You could continue to use vinegar. Or you could use citric acid which is a weak acid (like vinegar) and is available in powder form. You can find it at the store with canning supplies since it used for canning.

I would avoid using sulfuric acid because it is a strong acid and can cause chemical burns. If you use sulfuric acid please read the SDS (safety data sheet) and use appropriate PPE- gloves, goggles, PVC apron, etc. for the volume of acid you are using.

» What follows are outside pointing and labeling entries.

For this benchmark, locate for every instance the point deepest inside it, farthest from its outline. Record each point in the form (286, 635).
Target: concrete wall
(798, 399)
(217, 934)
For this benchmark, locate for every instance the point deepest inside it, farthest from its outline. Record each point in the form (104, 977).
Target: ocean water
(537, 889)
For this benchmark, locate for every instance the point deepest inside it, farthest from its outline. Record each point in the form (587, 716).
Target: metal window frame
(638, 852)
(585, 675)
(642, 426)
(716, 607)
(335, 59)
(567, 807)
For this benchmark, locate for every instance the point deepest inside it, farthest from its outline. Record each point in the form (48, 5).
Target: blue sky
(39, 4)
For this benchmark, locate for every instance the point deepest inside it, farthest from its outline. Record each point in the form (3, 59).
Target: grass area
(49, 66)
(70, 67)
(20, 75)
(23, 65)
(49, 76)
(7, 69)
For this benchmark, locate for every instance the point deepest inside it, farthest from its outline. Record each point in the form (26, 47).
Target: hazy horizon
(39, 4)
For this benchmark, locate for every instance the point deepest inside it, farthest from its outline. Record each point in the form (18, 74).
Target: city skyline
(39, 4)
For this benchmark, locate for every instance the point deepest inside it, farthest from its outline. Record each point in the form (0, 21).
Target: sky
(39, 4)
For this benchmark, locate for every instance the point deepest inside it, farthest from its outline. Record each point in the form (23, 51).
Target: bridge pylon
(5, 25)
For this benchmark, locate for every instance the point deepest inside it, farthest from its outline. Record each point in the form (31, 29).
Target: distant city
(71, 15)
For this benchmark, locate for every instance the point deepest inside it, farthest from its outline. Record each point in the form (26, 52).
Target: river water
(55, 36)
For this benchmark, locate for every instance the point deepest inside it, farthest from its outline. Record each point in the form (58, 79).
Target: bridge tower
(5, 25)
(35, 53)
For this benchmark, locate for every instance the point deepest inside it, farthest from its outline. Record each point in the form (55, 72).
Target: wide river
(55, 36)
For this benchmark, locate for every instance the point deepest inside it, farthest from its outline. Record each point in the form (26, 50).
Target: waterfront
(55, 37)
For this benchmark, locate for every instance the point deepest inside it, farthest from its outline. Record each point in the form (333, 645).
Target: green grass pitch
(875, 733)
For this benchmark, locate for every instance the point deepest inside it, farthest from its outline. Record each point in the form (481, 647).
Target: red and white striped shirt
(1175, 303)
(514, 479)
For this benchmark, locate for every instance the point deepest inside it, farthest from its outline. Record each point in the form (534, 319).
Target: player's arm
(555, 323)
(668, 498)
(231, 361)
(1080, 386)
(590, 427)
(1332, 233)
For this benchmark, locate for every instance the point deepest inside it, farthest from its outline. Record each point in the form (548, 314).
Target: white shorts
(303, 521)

I say use what works for you. We do have a lot of new people on this forum, and old posts get buried. So it’s good to go over what we have discovered through the years on this forum. So it’s cool to go over what we use for pH or whatever the subject is.
I use MColorpHast™ Premium pH Strips
I use the 4-7 detection range. As I don’t need to know how basic something is, I just need to know lower range, anything over 6 is no good.
These are used in industry and are super easy to read. Meant for liquids but if you bury in soil and water with distilled water, you can get a very accurate reading of the soil.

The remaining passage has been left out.